Marmot Waldron SS ($50)
Marmot’s Waldron SS is discrete yet stylish, and moreover, boats a regular fit that comes in four attractive patterns. It’s made of a lightweight performance fabric designed to quickly wick moisture from your body and pack down for maximum storage, capitalizing on a comfortable blend of Supplex nylon and environmentally-friendly, recycled polyester as it does. Furthermore, it comes outfitted with durable, flat-felled seams and UPF protection that allows only 1/50 of the sun’s UV rays through.
Icebreaker’s Compass Short Sleeve ($145)
Frankly, Icebreaker is the undisputed champion of all things Merino-related. The lauded woven — which comprises nearly 100 percent of the Compass Short Sleeve — allows for the utmost breathability, while providing moisture-wicking properties and retaining your warmth when wet. Mesh venting panels beneath both arms further increase air flow, too, but it’s the fact the material is designed to remain odor-free for days that truly sells it. Well, that, and the three attractive color offerings available.
Mountain Hardwear Chiller Short Sleeve ($85)
Mountain Hardwear’s aptly-titled Chiller is more in line with what you’d expect Edward Abbey to wear while romping around the desert. The short-sleeve, quick drying shirt uses a technology that actually works to lower the fabric’s temperature when you’re sweating, while rotated seems and flip-up collar consistently work to prevent chafing and shelter you from the sun. The fabric is also wrinkle-resistant, meaning you can head from the trail to tapas without an ironing board or hesitation.

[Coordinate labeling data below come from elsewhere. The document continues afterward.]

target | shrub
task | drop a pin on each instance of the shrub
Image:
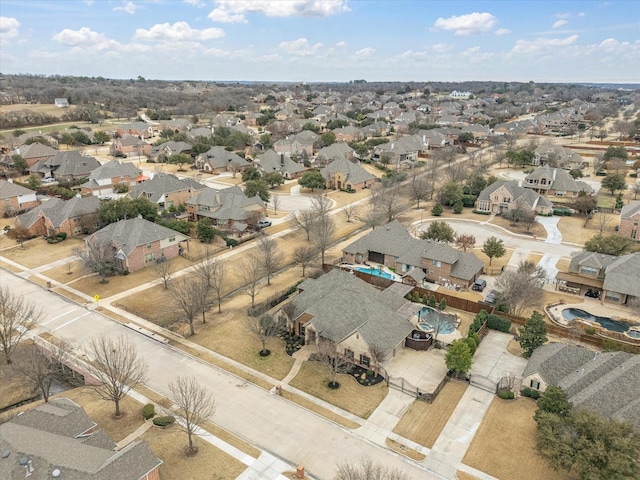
(506, 395)
(494, 322)
(164, 421)
(148, 411)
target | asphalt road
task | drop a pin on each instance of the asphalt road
(266, 421)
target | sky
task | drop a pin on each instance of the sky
(324, 40)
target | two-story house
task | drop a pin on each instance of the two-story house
(418, 261)
(610, 278)
(505, 195)
(629, 221)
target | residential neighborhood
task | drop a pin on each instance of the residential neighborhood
(379, 269)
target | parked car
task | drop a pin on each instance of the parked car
(264, 223)
(479, 285)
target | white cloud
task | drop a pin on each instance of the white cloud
(364, 52)
(178, 32)
(128, 7)
(236, 10)
(543, 44)
(469, 24)
(85, 37)
(8, 28)
(300, 47)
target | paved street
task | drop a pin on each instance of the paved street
(269, 422)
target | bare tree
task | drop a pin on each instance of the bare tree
(329, 355)
(303, 255)
(187, 297)
(250, 275)
(275, 203)
(350, 211)
(117, 366)
(367, 470)
(218, 282)
(164, 270)
(323, 232)
(271, 256)
(42, 364)
(305, 220)
(195, 405)
(378, 355)
(263, 328)
(465, 241)
(16, 316)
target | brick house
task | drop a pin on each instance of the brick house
(166, 190)
(137, 243)
(418, 261)
(15, 199)
(59, 439)
(629, 220)
(102, 180)
(351, 313)
(73, 217)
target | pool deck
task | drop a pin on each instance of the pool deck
(594, 307)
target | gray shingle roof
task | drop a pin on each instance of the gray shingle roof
(342, 304)
(353, 173)
(59, 211)
(162, 184)
(623, 275)
(126, 235)
(49, 436)
(608, 383)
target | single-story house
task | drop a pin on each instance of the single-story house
(136, 242)
(351, 313)
(605, 382)
(75, 216)
(418, 261)
(59, 439)
(15, 199)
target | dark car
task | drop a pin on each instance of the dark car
(479, 285)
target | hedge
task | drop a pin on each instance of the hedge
(148, 411)
(494, 322)
(163, 421)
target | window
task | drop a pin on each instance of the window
(589, 270)
(364, 360)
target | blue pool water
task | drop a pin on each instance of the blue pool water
(376, 272)
(428, 316)
(605, 322)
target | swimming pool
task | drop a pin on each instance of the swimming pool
(605, 322)
(376, 272)
(429, 317)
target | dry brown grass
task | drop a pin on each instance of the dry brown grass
(423, 422)
(38, 252)
(504, 445)
(313, 378)
(328, 414)
(169, 445)
(406, 451)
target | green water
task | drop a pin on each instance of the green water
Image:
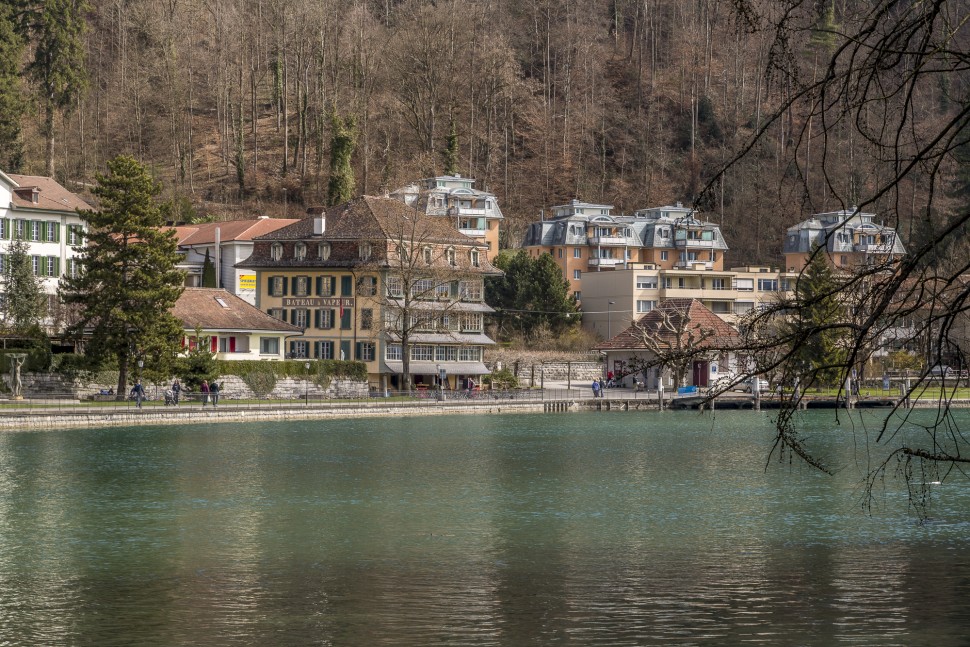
(573, 529)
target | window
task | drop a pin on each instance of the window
(366, 351)
(446, 354)
(325, 286)
(470, 290)
(470, 354)
(422, 353)
(367, 286)
(323, 319)
(395, 286)
(768, 285)
(277, 286)
(300, 317)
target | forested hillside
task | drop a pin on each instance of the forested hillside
(631, 102)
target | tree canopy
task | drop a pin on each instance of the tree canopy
(127, 281)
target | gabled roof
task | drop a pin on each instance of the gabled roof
(216, 309)
(51, 195)
(229, 230)
(695, 322)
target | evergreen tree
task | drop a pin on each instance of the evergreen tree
(343, 140)
(128, 281)
(451, 150)
(24, 305)
(11, 103)
(58, 68)
(819, 354)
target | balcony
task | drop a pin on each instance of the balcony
(605, 262)
(608, 240)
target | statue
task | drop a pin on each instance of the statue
(16, 361)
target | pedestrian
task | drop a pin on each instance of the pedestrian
(138, 392)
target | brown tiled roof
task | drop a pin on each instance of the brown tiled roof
(52, 196)
(229, 230)
(199, 308)
(381, 221)
(703, 326)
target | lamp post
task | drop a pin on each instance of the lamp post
(306, 385)
(609, 318)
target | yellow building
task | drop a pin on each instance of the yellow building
(365, 279)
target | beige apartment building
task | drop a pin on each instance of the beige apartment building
(587, 238)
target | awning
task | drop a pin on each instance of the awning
(431, 368)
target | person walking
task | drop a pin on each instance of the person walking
(138, 392)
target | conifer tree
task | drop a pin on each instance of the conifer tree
(25, 303)
(128, 281)
(58, 68)
(11, 102)
(343, 140)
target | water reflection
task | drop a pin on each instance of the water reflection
(521, 530)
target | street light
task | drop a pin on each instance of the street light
(609, 318)
(306, 385)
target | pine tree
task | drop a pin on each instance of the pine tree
(128, 281)
(11, 103)
(58, 68)
(451, 150)
(24, 305)
(343, 140)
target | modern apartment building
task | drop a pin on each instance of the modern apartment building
(615, 299)
(851, 238)
(358, 277)
(474, 213)
(585, 237)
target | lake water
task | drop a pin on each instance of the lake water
(568, 529)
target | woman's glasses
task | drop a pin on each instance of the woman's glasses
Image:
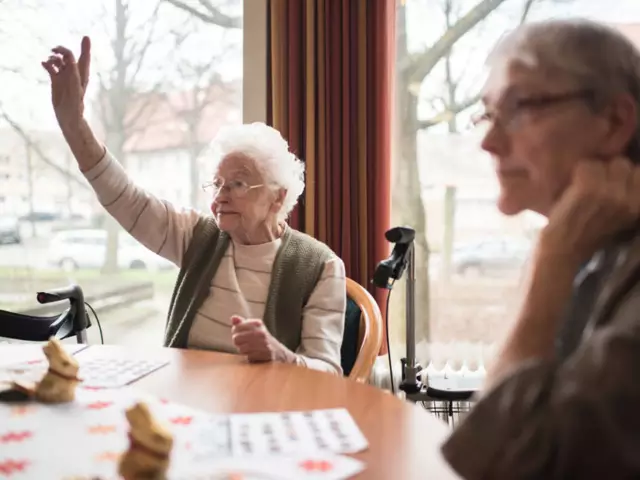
(234, 188)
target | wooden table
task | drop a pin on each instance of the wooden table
(404, 439)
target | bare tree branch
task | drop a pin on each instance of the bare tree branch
(38, 151)
(210, 14)
(422, 64)
(449, 113)
(142, 51)
(525, 11)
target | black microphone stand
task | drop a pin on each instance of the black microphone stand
(387, 272)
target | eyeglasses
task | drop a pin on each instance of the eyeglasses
(512, 110)
(235, 188)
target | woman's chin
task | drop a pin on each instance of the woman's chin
(227, 221)
(511, 205)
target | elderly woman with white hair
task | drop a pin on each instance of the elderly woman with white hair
(248, 283)
(562, 399)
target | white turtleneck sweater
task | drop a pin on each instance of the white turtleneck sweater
(241, 283)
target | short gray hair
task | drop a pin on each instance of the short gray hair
(595, 56)
(270, 152)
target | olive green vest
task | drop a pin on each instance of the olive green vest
(296, 270)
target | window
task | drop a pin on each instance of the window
(468, 286)
(148, 61)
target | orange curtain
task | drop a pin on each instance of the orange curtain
(330, 91)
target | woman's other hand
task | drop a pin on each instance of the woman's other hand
(252, 339)
(602, 201)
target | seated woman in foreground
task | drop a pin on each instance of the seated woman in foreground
(248, 283)
(562, 399)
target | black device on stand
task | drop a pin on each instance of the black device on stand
(77, 309)
(387, 272)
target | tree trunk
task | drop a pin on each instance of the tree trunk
(449, 232)
(116, 134)
(408, 208)
(32, 220)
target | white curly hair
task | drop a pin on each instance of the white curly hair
(270, 152)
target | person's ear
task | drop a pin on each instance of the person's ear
(621, 123)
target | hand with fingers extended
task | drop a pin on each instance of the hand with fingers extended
(602, 200)
(252, 339)
(69, 80)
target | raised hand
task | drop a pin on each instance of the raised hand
(602, 200)
(69, 80)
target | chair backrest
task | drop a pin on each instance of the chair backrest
(363, 333)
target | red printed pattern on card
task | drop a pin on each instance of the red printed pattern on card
(9, 467)
(181, 420)
(15, 437)
(101, 429)
(99, 405)
(316, 466)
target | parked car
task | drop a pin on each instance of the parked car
(10, 230)
(491, 256)
(73, 249)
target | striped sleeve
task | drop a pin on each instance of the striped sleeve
(155, 223)
(323, 320)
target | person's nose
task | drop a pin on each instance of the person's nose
(495, 140)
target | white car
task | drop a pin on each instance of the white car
(74, 249)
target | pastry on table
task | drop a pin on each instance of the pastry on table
(58, 385)
(150, 446)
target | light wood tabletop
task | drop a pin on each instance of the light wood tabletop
(404, 439)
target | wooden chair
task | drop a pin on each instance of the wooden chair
(362, 338)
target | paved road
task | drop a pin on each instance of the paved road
(31, 253)
(141, 325)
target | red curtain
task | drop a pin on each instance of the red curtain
(330, 91)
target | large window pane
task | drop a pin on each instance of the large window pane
(165, 76)
(469, 284)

Arc’Teryx Adventus Comp SS ($100)
Don’t let the big, bold colors and the premium price of Arc’Teryx’s Adventus Comp SS deter you — it’s one of the best hiking wears around. The streamlined shirt utilizes a welcome combination of Diem polyester and Phasic SL paneling to repel moisture and ensure proper ventilation, and the zippered chest pocket provides just enough space for a map or license for a post-hike round of drinks. The lamented straight hem and contemporary snaps even adds a touch of modern to an otherwise traditional build.